Shostakovich & Schubert: An Odd Coupling?

Dan Davis

[November 2016.]


Actually, the pairing proved to be an excellent one at a stimulating pair of string quartet concerts at Zankel Hall, a smaller venue in the bowel of Carnegie Hall. On Friday, October 21, the Belcea Quartet flanked Shostakovich’s String Quartet No. 8 with the early Schubert String Quartet in E-flat Major, D.87, written when he was 16 years old, and his String Quartet in G Major, D.887, written 13 years later, in 1826. But then, everything is early in the career of a composer who died at 31. It’s mind-boggling that such polished work could be composed by an artist in his teens, and the later one in his late twenties, some 800 works separating them.

The E-flat Major quartet may not have the depth of its later sibling but the Belcea Quartet gave it their all; it’s a very physical group, the violins and viola players swooping in their chairs, waving their bows and attacking their instruments with vigor. Their committed playing made a convincing case for the piece, highlighting the zippy Scherzo and the flowing melodies throughout the work. The G Major quartet featured more of the angular playing, with drama replacing the warmth we often hear in other interpretations but at the same time negotiating transitional sections with aplomb and morphing a playful tune into slashing streams of fortissimo.

The Quartet is led by the eponymous first violinist, Corina Belcea, in a graceful light-colored gown and whose male colleagues wore black outfits with red piping on their jackets and stylish leg-hugging pants; the result, however, made them appear to be in military-academy uniforms or as ushers in an upscale movie house.

The Shostakovich Eighth is the most-often played of his 15 string quartets. It dates from 1960, the five movements played as one, with the first section a Largo full of quiet intensity, followed by a frenzied, agonized section that strikes the listener like an out-of-control, unstoppable train and followed by a pair of Largo sections that fade away in an exhausted pianissimo.

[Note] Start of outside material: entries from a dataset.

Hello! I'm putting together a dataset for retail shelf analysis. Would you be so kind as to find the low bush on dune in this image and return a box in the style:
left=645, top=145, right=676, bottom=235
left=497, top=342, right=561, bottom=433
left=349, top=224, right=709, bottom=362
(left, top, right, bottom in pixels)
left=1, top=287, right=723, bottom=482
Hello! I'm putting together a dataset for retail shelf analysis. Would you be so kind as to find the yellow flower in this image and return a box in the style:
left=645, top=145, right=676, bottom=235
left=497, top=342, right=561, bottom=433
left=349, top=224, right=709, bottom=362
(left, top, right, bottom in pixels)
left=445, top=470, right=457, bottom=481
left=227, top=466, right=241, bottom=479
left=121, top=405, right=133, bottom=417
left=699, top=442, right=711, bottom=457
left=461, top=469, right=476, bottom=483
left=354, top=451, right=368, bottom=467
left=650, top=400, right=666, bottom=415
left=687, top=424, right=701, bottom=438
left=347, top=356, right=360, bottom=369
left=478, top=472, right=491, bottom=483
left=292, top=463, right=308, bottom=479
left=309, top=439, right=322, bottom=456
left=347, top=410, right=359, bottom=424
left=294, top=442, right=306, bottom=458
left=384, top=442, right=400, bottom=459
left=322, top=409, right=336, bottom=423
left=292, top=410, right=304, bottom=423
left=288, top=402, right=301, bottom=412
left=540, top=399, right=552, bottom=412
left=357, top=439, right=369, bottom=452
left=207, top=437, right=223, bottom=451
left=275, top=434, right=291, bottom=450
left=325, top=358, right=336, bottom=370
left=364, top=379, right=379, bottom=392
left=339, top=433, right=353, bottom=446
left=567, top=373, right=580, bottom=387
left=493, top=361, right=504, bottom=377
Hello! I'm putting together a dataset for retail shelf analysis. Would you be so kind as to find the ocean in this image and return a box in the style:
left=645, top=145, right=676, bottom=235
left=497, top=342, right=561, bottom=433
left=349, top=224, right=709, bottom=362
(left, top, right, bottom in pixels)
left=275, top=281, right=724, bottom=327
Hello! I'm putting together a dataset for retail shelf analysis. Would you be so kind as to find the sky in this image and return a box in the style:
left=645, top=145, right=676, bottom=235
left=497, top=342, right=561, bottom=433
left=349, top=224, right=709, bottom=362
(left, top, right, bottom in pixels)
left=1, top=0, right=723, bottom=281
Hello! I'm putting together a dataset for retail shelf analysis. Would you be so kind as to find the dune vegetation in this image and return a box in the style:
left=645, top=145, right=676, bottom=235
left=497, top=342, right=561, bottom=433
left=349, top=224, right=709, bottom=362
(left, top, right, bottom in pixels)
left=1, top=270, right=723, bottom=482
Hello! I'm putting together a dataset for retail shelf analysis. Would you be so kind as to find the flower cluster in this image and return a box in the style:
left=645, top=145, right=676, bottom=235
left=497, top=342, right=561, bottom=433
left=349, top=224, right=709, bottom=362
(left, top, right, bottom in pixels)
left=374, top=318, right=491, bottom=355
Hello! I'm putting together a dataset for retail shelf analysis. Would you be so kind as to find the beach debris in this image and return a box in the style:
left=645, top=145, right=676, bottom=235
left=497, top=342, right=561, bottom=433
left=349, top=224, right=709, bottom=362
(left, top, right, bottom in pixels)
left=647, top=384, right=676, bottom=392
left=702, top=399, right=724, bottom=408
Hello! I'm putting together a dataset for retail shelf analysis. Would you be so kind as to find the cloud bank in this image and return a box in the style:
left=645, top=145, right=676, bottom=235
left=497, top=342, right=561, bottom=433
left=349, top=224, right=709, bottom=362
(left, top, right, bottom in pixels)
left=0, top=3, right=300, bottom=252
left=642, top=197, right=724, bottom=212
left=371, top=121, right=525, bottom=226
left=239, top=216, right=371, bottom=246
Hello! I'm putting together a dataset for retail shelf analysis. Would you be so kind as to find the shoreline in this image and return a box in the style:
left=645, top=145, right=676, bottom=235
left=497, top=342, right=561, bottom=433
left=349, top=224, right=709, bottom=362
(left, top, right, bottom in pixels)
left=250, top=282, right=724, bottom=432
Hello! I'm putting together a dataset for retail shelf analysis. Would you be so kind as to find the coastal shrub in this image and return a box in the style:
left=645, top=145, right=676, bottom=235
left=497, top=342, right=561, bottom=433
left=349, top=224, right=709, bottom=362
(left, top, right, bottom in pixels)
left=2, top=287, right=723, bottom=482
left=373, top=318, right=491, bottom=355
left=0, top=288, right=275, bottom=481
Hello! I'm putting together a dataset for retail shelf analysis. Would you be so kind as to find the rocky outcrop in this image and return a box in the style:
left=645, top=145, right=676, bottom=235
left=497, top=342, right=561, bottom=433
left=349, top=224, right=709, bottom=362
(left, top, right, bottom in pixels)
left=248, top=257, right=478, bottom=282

Another Shostakovich quartet, the last of his 15, dating from 1974, opened the Danish String Quartet’s superb concert at Zankel Hall on October 26. To call it funereal is an understatement. Its six movements are soaked in sadness, like a dirge for the brutal dictatorship that was inflicted on the people and on the Soviet Union’s greatest composer himself. Shostakovich was a sensitive artist whose life was bleakly stamped with fear – the prospect of imminent hammering on the door in the middle of the night by the KGB.

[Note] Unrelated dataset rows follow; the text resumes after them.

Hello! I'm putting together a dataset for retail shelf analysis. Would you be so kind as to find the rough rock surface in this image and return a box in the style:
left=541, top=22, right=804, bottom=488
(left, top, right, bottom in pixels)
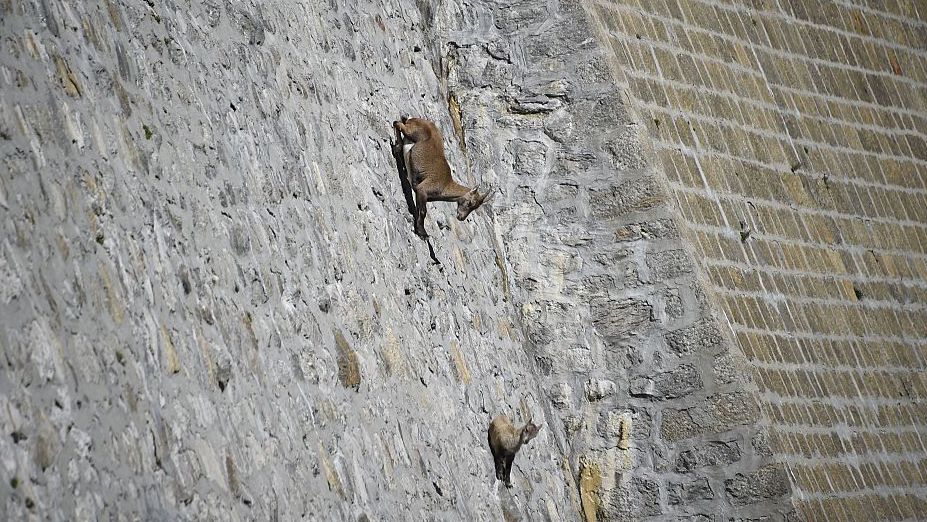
left=0, top=1, right=576, bottom=519
left=435, top=0, right=795, bottom=519
left=9, top=0, right=925, bottom=520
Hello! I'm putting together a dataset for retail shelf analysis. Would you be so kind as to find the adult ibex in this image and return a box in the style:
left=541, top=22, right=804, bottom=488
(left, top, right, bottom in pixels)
left=392, top=116, right=492, bottom=238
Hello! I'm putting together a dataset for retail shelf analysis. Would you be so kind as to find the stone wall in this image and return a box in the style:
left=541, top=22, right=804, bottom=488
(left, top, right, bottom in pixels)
left=1, top=0, right=797, bottom=518
left=0, top=1, right=580, bottom=519
left=434, top=0, right=796, bottom=519
left=585, top=0, right=927, bottom=519
left=4, top=0, right=926, bottom=520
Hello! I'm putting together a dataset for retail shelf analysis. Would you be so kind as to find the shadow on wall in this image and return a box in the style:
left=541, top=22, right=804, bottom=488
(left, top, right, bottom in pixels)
left=389, top=115, right=494, bottom=264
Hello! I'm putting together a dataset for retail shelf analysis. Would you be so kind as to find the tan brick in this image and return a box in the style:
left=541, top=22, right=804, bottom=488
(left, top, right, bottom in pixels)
left=595, top=0, right=927, bottom=513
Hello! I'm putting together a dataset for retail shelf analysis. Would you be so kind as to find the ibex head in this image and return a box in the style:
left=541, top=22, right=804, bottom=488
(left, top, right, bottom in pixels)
left=456, top=185, right=493, bottom=221
left=519, top=418, right=542, bottom=445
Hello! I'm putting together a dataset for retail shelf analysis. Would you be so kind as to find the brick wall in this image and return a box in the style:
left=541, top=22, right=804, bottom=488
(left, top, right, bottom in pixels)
left=586, top=0, right=927, bottom=518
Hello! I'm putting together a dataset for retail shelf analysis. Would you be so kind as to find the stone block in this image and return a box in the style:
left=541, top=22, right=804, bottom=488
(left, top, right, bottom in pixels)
left=605, top=129, right=648, bottom=170
left=590, top=296, right=652, bottom=348
left=662, top=288, right=684, bottom=320
left=725, top=465, right=791, bottom=506
left=578, top=457, right=602, bottom=522
left=449, top=46, right=515, bottom=91
left=660, top=392, right=759, bottom=442
left=34, top=416, right=59, bottom=471
left=521, top=16, right=588, bottom=61
left=53, top=54, right=81, bottom=97
left=584, top=378, right=617, bottom=402
left=589, top=176, right=664, bottom=219
left=599, top=406, right=653, bottom=443
left=334, top=330, right=361, bottom=391
left=675, top=441, right=742, bottom=472
left=0, top=256, right=24, bottom=304
left=712, top=352, right=748, bottom=385
left=216, top=353, right=233, bottom=391
left=573, top=52, right=615, bottom=85
left=665, top=319, right=723, bottom=357
left=629, top=364, right=703, bottom=400
left=573, top=92, right=636, bottom=129
left=646, top=249, right=693, bottom=280
left=506, top=138, right=549, bottom=179
left=600, top=477, right=662, bottom=519
left=549, top=382, right=573, bottom=409
left=614, top=218, right=679, bottom=243
left=493, top=0, right=549, bottom=32
left=668, top=478, right=714, bottom=504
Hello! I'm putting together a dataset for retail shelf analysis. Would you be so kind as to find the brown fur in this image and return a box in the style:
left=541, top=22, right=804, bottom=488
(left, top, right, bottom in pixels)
left=392, top=116, right=491, bottom=238
left=488, top=415, right=542, bottom=488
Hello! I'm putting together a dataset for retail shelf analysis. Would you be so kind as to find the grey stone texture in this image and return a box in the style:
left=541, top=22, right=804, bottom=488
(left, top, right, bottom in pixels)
left=0, top=0, right=577, bottom=519
left=436, top=0, right=794, bottom=520
left=11, top=0, right=924, bottom=520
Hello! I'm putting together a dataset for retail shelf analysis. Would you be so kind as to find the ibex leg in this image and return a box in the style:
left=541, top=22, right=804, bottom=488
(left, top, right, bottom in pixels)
left=494, top=456, right=505, bottom=480
left=413, top=187, right=429, bottom=238
left=503, top=456, right=514, bottom=487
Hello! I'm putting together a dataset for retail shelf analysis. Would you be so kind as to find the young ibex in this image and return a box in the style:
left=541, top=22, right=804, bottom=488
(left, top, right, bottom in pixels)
left=392, top=116, right=492, bottom=238
left=488, top=415, right=542, bottom=488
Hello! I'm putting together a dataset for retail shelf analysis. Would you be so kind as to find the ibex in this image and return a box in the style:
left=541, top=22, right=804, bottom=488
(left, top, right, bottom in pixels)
left=392, top=116, right=492, bottom=238
left=488, top=415, right=542, bottom=488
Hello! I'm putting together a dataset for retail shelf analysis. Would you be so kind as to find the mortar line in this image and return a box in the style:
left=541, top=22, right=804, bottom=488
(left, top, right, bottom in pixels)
left=831, top=1, right=927, bottom=30
left=594, top=0, right=927, bottom=87
left=636, top=93, right=924, bottom=174
left=706, top=258, right=927, bottom=293
left=709, top=285, right=927, bottom=313
left=671, top=183, right=927, bottom=247
left=750, top=360, right=926, bottom=374
left=732, top=325, right=927, bottom=347
left=648, top=110, right=927, bottom=177
left=616, top=63, right=927, bottom=142
left=681, top=0, right=927, bottom=64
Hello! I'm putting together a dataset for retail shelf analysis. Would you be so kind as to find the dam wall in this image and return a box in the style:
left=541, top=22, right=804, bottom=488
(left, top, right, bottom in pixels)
left=2, top=0, right=925, bottom=520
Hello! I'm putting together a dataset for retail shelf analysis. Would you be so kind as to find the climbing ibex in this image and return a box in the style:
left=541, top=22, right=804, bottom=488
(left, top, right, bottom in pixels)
left=488, top=415, right=542, bottom=488
left=392, top=116, right=492, bottom=238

All six movements are marked Adagio, one of them a funeral march, and all were played with sharp focus and tonal leanness. Shostakovich’s constant feelings of vulnerability suffuse the work, its poignant revelation of its creator’s paranoia (sometimes paranoia is justified) audible in every bar. Not exactly a fun piece (except for the brief allusion to klezmer music). With its abundance of broken waltzes and dark passages, even the Serenade movement is less a serenade than a warning signal of danger.

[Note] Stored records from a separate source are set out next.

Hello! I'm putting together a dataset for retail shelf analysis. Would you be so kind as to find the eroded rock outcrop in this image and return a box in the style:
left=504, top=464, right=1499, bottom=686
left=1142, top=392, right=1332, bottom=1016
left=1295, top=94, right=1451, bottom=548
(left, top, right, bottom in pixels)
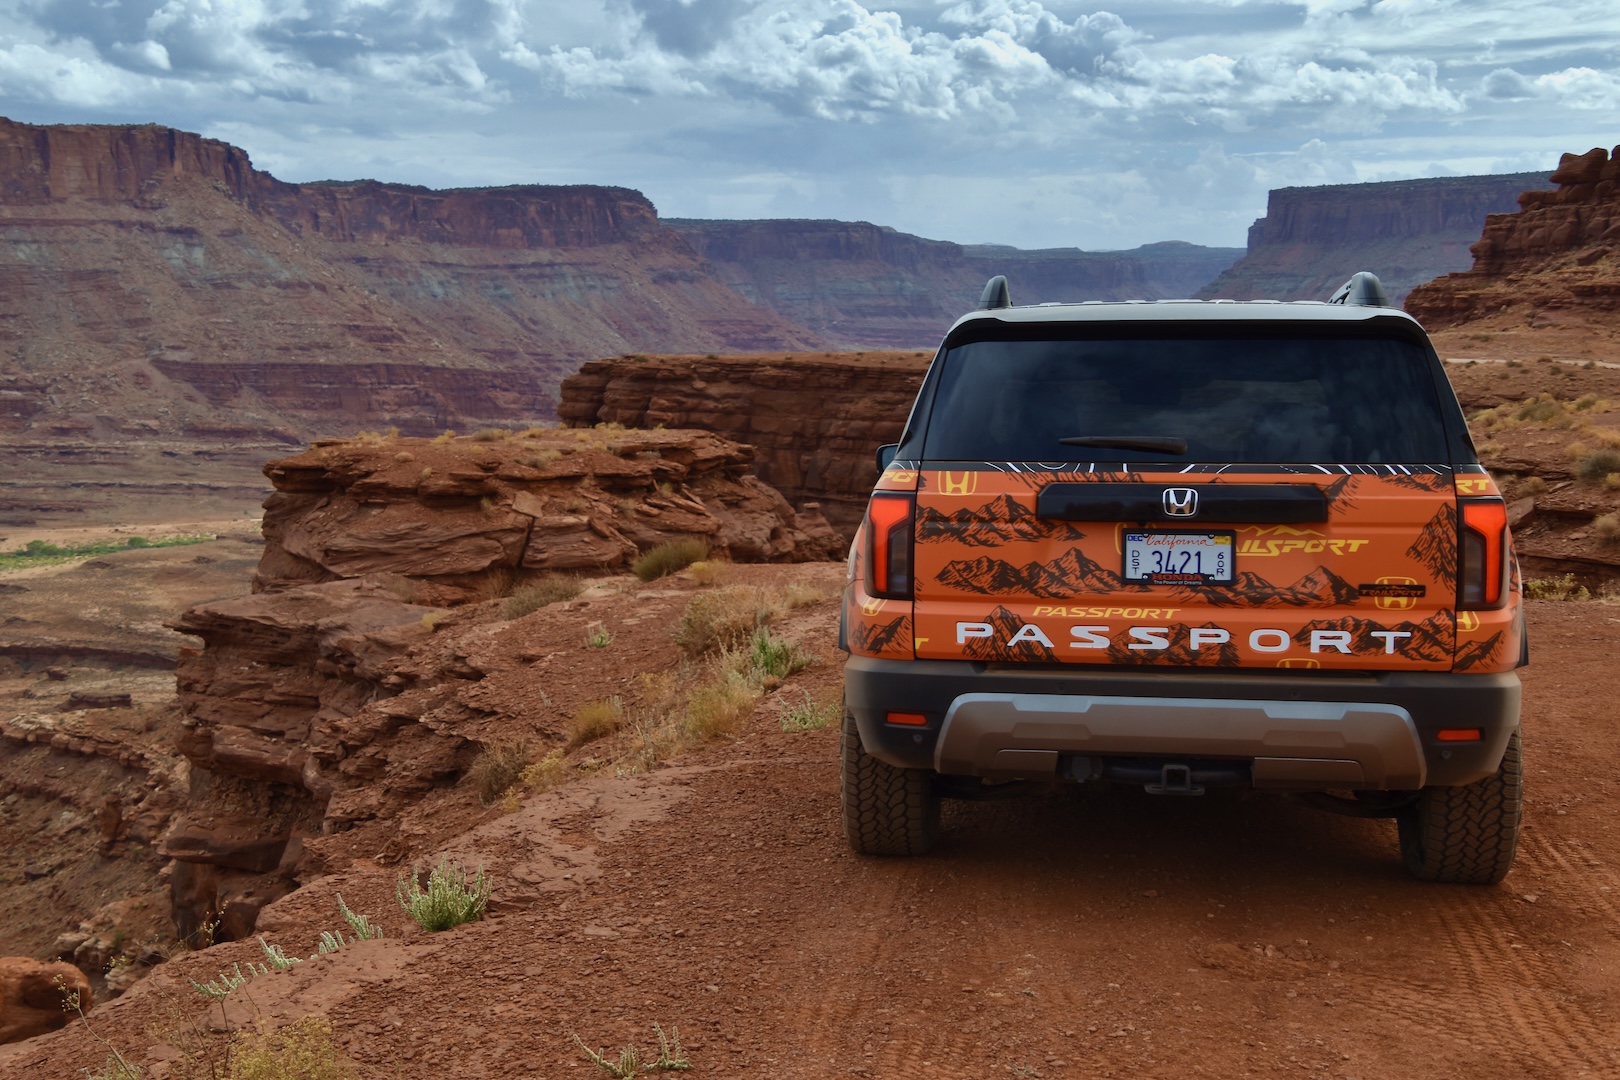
left=1406, top=147, right=1620, bottom=327
left=558, top=353, right=932, bottom=533
left=1199, top=172, right=1546, bottom=306
left=0, top=958, right=90, bottom=1044
left=162, top=429, right=841, bottom=938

After Intermission (a breather is necessary after the grim Shostakovich work) the Schubert String Quintet in C Major, D.956, in my not-so-humble opinion his greatest single work, received a superb performance. The Quartet was joined by a second cellist, Torleif Thedéen. Its four movements overflow with melodies and invention. The Danish players captured the work’s depths with rhythmic steadiness, bold climaxes, and technical facility.  Special kudos must be made for the violist, Asbjørn Nørgaard, whose dark, warm tone in exposed passages was captivating.

While leaving the auditorium I overheard someone complaining that the performance “wasn’t Austrian enough.” He may have been expecting a sequence of schmaltzy waltzes; suffice it to say that the performance was equal to the music – a masterful performance of timeless great music.